The Associated Press reports:

The Supreme Court has sided with a lesbian mother who wants to see her adopted children, blocking an Alabama court’s order that declared the adoption invalid. The justices issued an order Monday in a case that puts on display legal challenges facing gay and lesbian parents even after the Supreme Court decided that same-sex couples have the right to marry.

The case involves a soured relationship between two women, and the three children they raised until the breakup. The children’s birth mother is contesting regular visits between the children and her former partner.
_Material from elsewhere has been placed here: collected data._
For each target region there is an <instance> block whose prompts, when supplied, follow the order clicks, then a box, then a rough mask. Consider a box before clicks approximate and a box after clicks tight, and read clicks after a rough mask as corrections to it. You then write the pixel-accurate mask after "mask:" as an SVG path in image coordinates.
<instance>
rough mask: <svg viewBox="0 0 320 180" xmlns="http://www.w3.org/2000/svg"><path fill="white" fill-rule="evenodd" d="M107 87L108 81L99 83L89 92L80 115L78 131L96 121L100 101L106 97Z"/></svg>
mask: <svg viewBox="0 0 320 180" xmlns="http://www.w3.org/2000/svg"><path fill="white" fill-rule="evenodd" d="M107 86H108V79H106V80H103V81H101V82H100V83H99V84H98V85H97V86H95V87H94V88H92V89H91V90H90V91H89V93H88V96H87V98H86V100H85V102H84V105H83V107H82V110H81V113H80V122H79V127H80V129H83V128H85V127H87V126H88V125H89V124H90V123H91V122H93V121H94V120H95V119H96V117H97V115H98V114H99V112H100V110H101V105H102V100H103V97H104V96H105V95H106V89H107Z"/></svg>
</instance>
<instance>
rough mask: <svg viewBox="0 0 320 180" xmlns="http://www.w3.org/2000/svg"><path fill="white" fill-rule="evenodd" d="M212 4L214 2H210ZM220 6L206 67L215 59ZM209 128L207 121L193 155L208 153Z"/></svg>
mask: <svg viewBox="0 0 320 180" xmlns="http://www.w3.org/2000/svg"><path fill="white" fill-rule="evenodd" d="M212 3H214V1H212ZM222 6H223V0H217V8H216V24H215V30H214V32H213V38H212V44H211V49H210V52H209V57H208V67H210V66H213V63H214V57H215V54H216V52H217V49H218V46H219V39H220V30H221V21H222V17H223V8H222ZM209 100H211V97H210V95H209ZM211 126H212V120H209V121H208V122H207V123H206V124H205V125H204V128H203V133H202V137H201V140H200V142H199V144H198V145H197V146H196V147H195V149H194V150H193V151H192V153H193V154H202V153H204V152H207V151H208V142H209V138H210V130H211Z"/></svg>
Alabama’s highest court refused to recognize the other woman as a parent, saying the adoption they obtained in Georgia was not valid.

More from USA Today:

Adoption rights for same-sex couples is one of the issues remaining in the wake of the high court’s June decision legalizing same-sex marriage. More than 20 states allow gay and lesbian couples “second-parent adoptions.” Such adoptions benefit adults who do not share a biological connection, while ensuring that children have two legal parents — particularly in case one dies or is incapacitated.

The case was brought by “V.L.,” as she is identified in court papers, against her former partner “E.L.” The Alabama couple had three children in 2002 and 2004, but E.L is the birth mother. To get adoption rights for V.L., the couple established temporary residency to Georgia.

Now that they have split up, E.L. agrees with the Alabama Supreme Court, which ruled in September that Georgia mistakenly granted V.L. joint custody. Her lawyers argued that “the Georgia court had no authority under Georgia law to award such an adoption, which is therefore void and not entitled to full faith and credit.”

The plaintiff is represented by the NCLR. From their press release:



“I’m overjoyed that my children and I will be able to be together again,” said V.L. “It’s been so long—more time that I ever thought I could bear—since we have been able to be together and just do the everyday things that parents do with their children, like having dinner together and helping them with their homework. I adopted my children more than eight years ago to be sure that I could always be there to protect them. This terrible Alabama decision has hurt my family and will hurt so many other families if it is not corrected.”

On November 16th, V.L. asked the U.S. Supreme Court for an emergency order permitting her to visit her children—ages 13, 11, and 11—who she hasn’t had visitation with since April, even though she has raised them from their birth. A separate request for the U.S. Supreme Court to review the Alabama Supreme Court decision refusing to recognize her as an adoptive parent and holding that Alabama does not have to recognize second-parent adoptions granted by Georgia courts is pending.